The prosecutor investigating the case, Alberto Nisman, made these demands in reaction to an Iranian Foreign Ministry statement saying that Iran was ready for “cooperation and constructive dialogue.” The statement came on the occasion of the 17th anniversary of the attack.
Argentina justice department officials believe Iran was behind the attack and has issued arrest warrants for Iranian Defense Minister Ahmed Vahidi and five other Iranian citizens in addition to a Lebanese national.
Iran has strongly denied these allegations.
The Iranian statement added that Iran “condemns all terrorist actions, especially the one against the Argentinean Jewish center in 1994, and declares its solidarity with the families of the victims.” Nisman demanded the handover of all suspects as proof of its commitment.
“If the Iranians and their government are ready to cooperate, they should do so once and for all ,and the only way possible: by handing over all of those accused in this terrible terrorist attack… and not making statements devoid of content which lead nowhere,” Nisman said in a press statement.
Iran has agreed to “shed all possible light within he framework of the law and to help in preventing the investigation fro continuing on an erroneous course.”
Meanwhile, Jewish leaders in Argentina have criticized both countries for failing to bring the perpetrators to justice.
In an event at the rebuilt community center attended by Argentina’s President Kirchner, a Jewish community leader expressed his dissatisfaction with the “impunity, corruption, complacency, lies and hypocrisy” that has characterized the investigation.
He pointed to Argentina’s president at the time of the bombing who was charged by interfering in the investigation by protecting a businessman friend who had been implicated in the attack.
The Jewish community in Argentina was also outraged when Defense Minister Vahidi, who has an Interpol arrest warrant for his arrest, traveled to Bolivia in June and wasn’t arrested.
The Bolivian government expressed lack of awareness about any charges against Vahidi, saying Bolivia “had taken steps to ensure that Mr.
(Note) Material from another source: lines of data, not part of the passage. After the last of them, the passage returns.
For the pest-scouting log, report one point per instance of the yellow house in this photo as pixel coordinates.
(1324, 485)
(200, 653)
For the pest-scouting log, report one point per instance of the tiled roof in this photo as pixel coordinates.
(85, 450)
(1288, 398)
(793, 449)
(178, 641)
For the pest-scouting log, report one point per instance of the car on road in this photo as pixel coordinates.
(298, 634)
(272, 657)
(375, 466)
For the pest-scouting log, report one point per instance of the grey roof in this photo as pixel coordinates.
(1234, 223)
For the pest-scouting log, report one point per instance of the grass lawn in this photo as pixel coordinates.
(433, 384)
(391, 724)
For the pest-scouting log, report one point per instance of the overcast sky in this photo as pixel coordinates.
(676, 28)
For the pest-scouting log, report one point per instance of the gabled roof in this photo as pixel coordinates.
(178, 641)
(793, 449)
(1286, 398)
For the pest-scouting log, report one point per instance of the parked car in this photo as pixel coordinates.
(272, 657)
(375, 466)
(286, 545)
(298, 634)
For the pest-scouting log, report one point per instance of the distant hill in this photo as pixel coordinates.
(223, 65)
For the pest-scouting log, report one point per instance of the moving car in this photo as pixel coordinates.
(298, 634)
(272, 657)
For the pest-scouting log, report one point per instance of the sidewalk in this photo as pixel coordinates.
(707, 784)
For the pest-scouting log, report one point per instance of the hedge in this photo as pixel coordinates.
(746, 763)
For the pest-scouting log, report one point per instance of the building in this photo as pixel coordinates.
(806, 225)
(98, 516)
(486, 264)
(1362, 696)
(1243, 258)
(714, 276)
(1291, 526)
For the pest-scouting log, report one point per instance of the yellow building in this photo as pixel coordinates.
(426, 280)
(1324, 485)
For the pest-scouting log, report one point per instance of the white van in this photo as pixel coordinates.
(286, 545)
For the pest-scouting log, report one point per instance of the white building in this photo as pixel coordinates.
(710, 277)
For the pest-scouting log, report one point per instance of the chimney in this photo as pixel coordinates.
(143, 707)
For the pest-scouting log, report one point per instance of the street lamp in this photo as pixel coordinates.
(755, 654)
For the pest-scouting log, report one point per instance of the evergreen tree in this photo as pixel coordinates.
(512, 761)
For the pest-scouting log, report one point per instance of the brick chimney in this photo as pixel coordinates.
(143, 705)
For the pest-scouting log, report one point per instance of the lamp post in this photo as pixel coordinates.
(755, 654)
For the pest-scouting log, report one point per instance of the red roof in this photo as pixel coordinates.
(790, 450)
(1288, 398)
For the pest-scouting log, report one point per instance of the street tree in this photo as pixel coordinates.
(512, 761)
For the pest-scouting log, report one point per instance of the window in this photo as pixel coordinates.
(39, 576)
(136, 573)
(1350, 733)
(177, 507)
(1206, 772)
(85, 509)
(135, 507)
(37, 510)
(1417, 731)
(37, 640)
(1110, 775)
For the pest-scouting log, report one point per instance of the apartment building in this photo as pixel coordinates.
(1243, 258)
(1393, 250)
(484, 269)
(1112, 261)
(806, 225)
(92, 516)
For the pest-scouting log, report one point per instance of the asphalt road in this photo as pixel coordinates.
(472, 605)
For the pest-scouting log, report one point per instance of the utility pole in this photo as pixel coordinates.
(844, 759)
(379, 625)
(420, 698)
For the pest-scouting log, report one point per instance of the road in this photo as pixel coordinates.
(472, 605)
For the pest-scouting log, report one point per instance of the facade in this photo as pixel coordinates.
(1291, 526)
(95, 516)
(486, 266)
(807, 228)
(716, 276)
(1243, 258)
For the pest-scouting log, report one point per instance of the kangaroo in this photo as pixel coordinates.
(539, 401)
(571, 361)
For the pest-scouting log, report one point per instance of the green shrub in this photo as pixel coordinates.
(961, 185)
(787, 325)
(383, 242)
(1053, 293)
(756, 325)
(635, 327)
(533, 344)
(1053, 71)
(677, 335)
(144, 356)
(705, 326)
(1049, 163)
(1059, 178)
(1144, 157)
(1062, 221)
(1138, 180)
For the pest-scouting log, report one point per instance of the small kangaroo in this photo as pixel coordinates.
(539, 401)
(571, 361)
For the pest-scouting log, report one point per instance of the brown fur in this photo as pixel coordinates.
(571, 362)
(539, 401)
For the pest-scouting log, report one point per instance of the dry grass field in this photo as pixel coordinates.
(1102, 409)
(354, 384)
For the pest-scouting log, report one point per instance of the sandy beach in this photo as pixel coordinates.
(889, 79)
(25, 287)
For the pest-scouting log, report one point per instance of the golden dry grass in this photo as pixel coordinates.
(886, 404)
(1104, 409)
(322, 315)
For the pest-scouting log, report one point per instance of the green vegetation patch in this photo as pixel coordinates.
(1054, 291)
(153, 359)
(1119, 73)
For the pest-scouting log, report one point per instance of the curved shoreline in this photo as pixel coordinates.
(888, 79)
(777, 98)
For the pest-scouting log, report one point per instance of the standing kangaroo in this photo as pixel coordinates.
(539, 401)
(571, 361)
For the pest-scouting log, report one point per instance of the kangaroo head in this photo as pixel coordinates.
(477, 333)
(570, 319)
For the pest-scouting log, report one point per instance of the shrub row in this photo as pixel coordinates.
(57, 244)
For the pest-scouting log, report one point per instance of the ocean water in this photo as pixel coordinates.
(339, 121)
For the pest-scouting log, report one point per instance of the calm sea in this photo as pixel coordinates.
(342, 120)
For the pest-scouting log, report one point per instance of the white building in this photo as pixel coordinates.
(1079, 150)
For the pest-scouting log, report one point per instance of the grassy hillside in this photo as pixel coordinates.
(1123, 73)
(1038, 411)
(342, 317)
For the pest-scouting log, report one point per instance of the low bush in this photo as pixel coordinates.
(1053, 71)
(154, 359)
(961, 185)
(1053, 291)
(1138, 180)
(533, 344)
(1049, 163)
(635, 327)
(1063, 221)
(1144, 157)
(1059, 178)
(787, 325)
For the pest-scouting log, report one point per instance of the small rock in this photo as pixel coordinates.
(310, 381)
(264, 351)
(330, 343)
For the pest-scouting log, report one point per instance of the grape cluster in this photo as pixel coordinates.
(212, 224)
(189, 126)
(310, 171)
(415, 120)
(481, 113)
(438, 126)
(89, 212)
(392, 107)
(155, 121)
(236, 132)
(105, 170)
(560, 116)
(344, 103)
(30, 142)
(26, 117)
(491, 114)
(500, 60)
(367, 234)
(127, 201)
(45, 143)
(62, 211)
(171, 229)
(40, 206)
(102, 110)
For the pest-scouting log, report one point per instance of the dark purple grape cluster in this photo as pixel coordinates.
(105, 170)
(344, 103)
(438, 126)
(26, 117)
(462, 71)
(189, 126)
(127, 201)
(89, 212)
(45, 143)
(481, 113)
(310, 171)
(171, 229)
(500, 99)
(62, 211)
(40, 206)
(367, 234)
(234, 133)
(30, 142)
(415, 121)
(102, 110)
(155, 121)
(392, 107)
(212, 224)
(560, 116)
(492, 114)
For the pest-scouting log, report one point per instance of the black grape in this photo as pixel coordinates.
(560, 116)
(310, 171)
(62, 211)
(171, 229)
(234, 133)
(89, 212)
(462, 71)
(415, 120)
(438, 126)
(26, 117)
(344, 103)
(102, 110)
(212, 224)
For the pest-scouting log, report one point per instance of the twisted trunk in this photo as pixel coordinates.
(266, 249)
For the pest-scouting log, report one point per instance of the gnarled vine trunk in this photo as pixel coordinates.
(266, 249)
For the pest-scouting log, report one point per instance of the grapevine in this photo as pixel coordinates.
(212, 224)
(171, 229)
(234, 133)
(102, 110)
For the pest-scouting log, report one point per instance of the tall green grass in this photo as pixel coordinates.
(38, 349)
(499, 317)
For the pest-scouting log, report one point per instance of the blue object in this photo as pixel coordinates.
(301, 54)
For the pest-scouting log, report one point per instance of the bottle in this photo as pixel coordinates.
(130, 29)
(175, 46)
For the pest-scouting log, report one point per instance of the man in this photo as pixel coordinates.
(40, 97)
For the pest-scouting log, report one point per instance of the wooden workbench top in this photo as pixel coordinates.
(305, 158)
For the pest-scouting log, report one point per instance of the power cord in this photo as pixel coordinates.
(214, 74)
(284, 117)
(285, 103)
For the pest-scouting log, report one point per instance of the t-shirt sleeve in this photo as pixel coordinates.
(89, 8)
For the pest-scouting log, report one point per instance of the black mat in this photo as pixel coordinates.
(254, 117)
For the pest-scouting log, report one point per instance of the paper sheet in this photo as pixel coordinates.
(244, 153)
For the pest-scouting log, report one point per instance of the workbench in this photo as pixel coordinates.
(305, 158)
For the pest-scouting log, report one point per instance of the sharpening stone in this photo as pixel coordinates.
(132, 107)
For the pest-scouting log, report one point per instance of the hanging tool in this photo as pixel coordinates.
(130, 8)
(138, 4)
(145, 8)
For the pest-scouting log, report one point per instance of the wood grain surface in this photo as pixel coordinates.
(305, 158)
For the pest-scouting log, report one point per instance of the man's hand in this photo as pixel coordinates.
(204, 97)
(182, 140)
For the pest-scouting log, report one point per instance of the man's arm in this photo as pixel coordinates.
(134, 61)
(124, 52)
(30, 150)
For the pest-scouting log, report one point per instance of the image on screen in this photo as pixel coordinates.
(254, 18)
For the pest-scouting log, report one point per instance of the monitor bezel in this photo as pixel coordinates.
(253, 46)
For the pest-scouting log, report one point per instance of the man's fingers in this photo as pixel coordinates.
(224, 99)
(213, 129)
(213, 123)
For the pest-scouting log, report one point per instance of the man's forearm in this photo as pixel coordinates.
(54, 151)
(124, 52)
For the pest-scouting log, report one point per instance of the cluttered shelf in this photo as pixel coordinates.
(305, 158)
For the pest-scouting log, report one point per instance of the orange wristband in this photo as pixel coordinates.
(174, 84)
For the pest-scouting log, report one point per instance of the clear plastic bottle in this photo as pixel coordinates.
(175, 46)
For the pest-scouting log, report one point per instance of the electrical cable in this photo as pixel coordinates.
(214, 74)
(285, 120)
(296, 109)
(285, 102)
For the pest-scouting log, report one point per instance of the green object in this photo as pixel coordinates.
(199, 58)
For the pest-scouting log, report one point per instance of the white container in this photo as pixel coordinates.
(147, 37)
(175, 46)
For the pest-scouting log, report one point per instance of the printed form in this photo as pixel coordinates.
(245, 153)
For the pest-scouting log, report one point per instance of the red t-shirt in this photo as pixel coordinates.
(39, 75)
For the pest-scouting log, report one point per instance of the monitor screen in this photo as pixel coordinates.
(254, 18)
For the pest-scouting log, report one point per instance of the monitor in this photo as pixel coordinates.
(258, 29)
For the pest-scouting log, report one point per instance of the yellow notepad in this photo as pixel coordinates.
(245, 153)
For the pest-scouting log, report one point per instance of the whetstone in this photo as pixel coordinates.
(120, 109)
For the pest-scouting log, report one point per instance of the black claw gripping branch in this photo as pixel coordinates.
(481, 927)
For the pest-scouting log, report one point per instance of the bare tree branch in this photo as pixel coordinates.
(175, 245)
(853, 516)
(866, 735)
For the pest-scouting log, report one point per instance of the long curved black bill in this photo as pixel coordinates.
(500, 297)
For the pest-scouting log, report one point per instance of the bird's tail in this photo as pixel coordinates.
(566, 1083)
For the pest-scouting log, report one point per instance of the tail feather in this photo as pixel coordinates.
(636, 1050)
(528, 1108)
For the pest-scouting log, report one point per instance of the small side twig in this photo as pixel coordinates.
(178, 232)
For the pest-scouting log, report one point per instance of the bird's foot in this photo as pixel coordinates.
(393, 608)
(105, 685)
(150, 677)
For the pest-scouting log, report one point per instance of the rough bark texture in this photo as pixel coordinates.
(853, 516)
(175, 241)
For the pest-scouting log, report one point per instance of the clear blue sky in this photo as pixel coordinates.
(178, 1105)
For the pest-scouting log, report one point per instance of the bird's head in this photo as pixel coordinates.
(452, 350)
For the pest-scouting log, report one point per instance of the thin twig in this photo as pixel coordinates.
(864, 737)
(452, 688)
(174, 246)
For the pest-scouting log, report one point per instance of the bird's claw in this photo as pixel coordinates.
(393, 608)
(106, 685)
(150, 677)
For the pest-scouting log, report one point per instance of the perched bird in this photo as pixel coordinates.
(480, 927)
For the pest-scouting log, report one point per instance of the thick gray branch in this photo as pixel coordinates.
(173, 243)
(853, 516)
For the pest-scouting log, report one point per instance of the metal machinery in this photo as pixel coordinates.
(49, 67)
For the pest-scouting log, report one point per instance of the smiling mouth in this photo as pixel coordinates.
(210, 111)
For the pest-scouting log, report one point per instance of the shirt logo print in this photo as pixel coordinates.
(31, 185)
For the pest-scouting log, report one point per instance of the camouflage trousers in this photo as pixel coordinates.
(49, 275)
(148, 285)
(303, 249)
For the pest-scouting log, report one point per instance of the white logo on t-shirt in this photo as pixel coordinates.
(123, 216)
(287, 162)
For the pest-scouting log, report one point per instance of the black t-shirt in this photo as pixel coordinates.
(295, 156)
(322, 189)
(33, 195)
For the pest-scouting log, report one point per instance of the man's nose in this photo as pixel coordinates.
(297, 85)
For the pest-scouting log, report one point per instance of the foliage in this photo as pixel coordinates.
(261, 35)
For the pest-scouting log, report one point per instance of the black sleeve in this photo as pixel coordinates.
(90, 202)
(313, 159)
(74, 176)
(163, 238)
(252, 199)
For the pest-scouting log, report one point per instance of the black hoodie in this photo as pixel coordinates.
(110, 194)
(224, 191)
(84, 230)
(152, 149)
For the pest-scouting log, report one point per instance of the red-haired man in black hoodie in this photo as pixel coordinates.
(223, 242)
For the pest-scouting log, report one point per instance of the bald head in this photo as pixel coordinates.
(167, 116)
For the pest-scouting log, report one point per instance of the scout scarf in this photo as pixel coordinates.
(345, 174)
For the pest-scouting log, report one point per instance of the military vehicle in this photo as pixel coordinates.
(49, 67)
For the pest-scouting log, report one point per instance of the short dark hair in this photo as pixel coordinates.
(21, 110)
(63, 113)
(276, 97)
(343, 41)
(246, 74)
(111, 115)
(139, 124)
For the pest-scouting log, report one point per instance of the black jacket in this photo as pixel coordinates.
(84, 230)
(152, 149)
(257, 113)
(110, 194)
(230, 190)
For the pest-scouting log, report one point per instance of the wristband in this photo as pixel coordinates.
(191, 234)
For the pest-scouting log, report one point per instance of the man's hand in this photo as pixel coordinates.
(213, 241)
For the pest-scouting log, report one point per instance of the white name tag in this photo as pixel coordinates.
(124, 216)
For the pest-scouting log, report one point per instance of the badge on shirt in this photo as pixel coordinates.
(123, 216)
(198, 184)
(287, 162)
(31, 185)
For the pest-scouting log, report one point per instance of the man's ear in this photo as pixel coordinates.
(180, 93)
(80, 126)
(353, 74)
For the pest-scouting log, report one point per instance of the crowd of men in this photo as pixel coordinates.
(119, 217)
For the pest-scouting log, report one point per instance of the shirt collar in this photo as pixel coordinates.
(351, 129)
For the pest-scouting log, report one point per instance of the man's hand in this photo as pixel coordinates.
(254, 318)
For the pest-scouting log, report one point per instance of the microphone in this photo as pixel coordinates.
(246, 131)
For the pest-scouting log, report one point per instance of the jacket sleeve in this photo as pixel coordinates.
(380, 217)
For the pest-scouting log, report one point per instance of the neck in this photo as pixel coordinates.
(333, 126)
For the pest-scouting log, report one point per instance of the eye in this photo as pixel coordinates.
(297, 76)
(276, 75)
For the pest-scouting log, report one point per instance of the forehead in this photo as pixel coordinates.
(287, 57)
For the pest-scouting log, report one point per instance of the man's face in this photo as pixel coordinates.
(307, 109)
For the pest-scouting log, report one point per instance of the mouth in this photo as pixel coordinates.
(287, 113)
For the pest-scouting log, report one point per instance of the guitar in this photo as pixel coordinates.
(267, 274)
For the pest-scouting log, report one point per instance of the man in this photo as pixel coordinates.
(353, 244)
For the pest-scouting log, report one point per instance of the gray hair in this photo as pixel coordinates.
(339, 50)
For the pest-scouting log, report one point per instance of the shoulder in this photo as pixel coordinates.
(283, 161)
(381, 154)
Ahmad Vahidi left Bolivian territory immediately.” That didn’t placate the Argentian Jewish community, whose leaders called the Bolivian response “a huge farce.”
What was called for was not his expulsion, but his arrest,” said Aldo Donzis, a leader of the Argentinean Jewish community, which is the largest in Latin America and numbers about 300,000 people.
Argentina’s foreign ministry told the Jewish community it would send a complete report on the attack on the Jewish center, as well as the bombing two years earlier of the Israeli embassy in Argentina that left 29 dead.
President Kirchner has demanded the extradition of Vahidi and other Iranian officials several times in the past.
Ahmadi-Nejad, however, has countered by condemning Kirchner and accused her administration of pandering to the interests of the Jewish minority in Argentina.